I know we all have our favorite holidays, and for many different reasons. But when it comes to “food holidays,” I just don’t know how you can compete with Thanksgiving. Incidentally, when it comes to Thanksgiving, I believe that there are two kinds of people in this world: Ham people and Turkey people. As for me, I get pretty dog-gone excited about my yearly overdose on tryptophan. And let’s face it, what meal couldn’t be made better with mashed potatoes and gravy! Don’t even get me started on pumpkin pie…
But, setting aside these culinary delights for a moment, there is a much more meaningful aspect to this holiday that is worth exploring.
By most accounts, the first gathering, from which we derive our current Thanksgiving holiday, occurred in December of 1621. The three-day feast was called when Pilgrim and Indian alike came together to celebrate their relationship, and God’s good provision. By the grace of God, and with the help of their new found friends, the Pilgrims had survived a very harsh first winter in the New World, and were now sowing and reaping their first harvest. Struggle and toil had turned to blessing, and a tradition was established to give thanks to the One who seen them through.

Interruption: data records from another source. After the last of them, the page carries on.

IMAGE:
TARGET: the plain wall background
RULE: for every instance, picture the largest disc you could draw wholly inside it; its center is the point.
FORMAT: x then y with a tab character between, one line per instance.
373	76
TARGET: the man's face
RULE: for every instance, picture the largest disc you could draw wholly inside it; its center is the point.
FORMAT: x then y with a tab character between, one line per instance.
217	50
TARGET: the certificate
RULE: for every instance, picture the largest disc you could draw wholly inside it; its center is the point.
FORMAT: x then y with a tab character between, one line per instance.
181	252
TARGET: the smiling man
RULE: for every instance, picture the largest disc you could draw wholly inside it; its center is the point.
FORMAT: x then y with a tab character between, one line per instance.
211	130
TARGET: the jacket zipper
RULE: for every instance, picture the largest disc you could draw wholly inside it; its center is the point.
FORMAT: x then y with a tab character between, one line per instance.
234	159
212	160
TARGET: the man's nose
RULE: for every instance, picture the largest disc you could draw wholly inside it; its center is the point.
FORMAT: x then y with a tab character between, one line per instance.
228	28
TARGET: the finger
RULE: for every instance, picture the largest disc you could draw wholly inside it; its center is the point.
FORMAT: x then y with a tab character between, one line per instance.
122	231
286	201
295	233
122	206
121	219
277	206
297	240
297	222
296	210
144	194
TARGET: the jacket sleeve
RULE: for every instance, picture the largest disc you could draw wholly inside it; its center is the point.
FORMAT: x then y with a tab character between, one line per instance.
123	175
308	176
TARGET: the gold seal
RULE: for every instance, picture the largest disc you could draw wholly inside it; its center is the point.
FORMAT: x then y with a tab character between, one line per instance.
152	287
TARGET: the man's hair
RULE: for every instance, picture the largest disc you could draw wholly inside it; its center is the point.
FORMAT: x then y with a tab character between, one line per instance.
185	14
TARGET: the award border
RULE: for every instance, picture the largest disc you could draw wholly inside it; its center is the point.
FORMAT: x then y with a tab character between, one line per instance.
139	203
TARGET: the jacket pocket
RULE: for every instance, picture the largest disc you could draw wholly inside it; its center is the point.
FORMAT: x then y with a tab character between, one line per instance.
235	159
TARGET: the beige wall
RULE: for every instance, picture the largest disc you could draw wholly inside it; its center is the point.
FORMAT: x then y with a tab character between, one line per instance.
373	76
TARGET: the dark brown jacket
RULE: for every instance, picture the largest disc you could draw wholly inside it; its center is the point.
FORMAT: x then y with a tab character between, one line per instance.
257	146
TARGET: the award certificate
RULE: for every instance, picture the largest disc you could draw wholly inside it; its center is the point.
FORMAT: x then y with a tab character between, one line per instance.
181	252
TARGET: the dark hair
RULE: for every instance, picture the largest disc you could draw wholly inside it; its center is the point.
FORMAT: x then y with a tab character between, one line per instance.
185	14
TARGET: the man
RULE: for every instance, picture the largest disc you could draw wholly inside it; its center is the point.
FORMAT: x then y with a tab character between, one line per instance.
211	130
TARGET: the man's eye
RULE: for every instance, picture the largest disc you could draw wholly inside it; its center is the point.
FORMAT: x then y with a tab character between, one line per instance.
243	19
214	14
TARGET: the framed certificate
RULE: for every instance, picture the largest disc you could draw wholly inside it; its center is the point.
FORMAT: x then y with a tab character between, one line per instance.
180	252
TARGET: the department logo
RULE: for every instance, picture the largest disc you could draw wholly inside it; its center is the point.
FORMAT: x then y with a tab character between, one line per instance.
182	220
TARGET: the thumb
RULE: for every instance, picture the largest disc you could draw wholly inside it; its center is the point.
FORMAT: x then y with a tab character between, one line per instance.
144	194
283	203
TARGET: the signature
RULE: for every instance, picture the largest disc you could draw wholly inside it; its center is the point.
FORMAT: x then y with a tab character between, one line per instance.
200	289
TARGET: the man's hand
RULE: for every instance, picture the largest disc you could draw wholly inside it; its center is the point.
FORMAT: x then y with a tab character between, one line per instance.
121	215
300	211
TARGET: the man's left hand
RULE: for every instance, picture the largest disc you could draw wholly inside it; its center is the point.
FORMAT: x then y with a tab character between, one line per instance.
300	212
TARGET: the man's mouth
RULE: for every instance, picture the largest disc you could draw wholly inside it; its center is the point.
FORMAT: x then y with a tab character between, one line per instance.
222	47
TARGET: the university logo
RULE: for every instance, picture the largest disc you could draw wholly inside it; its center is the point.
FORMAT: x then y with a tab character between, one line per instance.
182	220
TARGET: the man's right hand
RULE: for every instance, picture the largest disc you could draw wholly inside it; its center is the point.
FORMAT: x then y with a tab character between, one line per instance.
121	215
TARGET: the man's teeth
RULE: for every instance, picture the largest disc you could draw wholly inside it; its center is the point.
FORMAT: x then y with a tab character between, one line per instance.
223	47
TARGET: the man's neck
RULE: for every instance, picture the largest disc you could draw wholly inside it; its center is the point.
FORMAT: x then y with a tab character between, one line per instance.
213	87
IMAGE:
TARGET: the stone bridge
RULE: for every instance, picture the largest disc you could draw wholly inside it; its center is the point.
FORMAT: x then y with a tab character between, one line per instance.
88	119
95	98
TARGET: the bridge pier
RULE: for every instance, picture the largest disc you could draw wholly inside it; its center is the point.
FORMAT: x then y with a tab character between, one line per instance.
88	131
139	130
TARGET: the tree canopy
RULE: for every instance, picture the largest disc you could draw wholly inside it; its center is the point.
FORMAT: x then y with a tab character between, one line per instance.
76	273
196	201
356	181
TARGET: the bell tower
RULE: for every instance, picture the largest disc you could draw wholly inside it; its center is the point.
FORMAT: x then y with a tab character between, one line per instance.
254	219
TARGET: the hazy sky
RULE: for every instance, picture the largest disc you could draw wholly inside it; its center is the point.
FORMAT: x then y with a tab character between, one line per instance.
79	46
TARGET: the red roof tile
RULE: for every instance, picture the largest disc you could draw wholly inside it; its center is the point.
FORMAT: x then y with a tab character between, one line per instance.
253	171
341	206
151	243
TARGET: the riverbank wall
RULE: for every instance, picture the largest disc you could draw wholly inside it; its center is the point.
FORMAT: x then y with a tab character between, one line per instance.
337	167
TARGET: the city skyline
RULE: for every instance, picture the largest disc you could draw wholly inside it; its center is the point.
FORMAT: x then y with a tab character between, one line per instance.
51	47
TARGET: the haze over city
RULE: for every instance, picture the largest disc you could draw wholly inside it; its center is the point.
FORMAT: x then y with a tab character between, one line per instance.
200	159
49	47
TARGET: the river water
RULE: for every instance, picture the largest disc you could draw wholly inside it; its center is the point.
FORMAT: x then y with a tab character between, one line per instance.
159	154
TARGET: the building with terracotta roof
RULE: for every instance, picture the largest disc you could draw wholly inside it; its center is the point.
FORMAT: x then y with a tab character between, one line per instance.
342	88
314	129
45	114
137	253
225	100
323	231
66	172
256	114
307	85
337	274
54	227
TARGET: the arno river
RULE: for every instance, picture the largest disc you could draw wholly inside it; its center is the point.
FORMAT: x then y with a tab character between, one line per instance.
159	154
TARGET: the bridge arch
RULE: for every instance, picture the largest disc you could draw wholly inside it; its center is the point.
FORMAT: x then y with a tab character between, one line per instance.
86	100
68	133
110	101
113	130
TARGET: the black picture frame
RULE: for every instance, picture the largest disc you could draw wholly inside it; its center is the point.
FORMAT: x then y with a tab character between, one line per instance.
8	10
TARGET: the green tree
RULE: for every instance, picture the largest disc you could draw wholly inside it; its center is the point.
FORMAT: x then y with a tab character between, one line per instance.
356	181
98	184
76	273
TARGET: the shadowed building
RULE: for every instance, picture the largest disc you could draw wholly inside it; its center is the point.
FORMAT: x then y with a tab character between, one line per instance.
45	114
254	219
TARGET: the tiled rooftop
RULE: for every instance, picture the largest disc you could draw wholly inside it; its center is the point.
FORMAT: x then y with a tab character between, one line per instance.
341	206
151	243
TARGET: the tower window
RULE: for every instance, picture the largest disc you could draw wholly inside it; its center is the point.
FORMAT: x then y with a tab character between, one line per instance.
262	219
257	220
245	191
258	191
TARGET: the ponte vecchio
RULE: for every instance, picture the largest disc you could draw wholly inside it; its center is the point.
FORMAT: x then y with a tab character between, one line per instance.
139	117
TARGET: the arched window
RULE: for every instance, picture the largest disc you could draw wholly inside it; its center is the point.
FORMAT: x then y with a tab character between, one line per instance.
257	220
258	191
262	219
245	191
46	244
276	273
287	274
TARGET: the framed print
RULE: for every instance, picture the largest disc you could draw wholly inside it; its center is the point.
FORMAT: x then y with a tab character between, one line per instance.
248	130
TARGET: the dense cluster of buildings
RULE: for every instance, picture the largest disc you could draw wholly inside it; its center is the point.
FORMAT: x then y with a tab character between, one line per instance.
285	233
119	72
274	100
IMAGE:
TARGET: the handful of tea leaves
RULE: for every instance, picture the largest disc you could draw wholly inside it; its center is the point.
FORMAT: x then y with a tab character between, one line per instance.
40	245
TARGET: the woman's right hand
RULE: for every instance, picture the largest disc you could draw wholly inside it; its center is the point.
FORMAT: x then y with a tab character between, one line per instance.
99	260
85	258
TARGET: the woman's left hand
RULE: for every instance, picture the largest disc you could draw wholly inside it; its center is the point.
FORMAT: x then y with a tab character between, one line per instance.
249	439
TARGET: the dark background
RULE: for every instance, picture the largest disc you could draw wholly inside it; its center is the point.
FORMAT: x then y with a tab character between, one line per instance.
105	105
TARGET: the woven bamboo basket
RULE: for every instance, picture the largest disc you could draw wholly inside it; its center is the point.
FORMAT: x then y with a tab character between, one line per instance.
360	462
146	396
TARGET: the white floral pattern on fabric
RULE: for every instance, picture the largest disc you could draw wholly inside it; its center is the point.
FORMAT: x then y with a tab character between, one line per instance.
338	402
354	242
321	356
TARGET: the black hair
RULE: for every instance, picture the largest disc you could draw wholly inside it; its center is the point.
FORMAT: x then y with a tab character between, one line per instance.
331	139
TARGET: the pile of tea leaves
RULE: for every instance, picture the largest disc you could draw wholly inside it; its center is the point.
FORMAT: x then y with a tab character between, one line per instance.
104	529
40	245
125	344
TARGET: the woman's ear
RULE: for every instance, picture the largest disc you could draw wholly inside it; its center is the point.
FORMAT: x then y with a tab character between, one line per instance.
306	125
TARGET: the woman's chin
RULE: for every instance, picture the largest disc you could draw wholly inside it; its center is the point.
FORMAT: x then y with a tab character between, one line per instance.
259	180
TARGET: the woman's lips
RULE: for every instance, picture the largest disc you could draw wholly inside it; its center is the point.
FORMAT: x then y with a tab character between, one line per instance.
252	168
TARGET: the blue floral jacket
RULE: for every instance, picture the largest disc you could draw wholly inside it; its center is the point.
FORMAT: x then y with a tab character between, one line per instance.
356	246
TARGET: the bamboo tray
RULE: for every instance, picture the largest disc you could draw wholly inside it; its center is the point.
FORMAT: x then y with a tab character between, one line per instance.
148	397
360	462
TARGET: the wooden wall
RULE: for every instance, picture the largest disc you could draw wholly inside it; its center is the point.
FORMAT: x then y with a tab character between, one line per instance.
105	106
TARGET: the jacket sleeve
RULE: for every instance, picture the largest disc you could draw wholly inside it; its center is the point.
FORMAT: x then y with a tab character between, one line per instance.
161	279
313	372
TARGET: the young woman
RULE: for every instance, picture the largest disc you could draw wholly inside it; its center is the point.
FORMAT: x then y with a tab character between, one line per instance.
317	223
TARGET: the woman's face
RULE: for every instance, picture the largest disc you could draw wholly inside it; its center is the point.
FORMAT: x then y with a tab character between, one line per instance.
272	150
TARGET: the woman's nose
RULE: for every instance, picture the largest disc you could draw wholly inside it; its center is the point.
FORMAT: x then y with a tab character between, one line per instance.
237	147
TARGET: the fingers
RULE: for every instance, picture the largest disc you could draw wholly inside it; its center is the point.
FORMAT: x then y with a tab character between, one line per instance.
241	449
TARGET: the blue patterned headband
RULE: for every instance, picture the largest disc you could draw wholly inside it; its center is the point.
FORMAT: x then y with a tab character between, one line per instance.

Continuing on that thought, in Deuteronomy chapter 8, the Lord told His people to be careful not to forget Him and all that He had done to provide for them, preserve them in their 40 years of wilderness wandering, and to protect them from those who would seek their hurt. God had been good to them, and had shown Himself faithful, even supplying bread from heaven to meet their need! However, knowing their propensity to forget the Source of their provision and protection, He sought to remind them lest they should overlook the Lord to their own ruination. In fact, when God gave the Law to Moses, He included in it the observance of a number of feast days, among the purposes of which was to give the people opportunities throughout the year to remember.
In the Scriptures, it becomes evident that God wants us to remember Him; what He has done, where He has brought us to, what He has delivered us from. Whether it be the feast days in the Law, stones of remembrance (Joshua 4), or the Lord’s Supper, God’s intention is for us to remember and acknowledge Him.
I can relate to the kind of forgetfulness that God’s people demonstrated in times of old (Actually, I can relate to most kinds of forgetfulness – They always told me what would be the first thing to go when I got older, but I can’t remember what they said!) You wouldn’t think it could happen to someone who spends a good part of his time trying to help people know the Lord better, but I find myself, just like the Israelites, enjoying the bless-ings in my life, while somehow forgetting the Bless-er. It isn’t that I (or they) have forgotten that God is there, but rather, because my tendency is to think that what I have in life is the result of my own ambition or accomplishment, I forget that, in truth, these things are a gift from His hand.
Interestingly, in that same chapter in Deuteronomy, the Lord reminded His people that even the lean times had been given as a blessing, in order that they would come to understand that though they might not always be able to count on the harvest, they could, without fail, count on Him. As I read that passage, I think about the last few years, and how much has happened to undermine our sense of stability. Be it rising waters or a sinking economy, we recognize that security has gotten to be a scarce commodity. At the same time, I’m also reminded the same God who’s gaze never departed from the Israelites and Pilgrims, sets His watchful eye over us as well.
Thanksgiving really is a wonderful holiday. It’s a blessing to be able to enjoy a tradition of (hopefully) taking a little time off from work, getting together with family and friends, enjoying each other’s company and maybe even a good meal.
All that said, on this oldest of American holidays, I’d encourage you to take a moment to observe another tradition that reaches back to the very first Thanksgiving – the all too often overlooked tradition of giving thanks to the Lord, the Provider of the bounty.
Have a happy and blessed Thanksgiving all!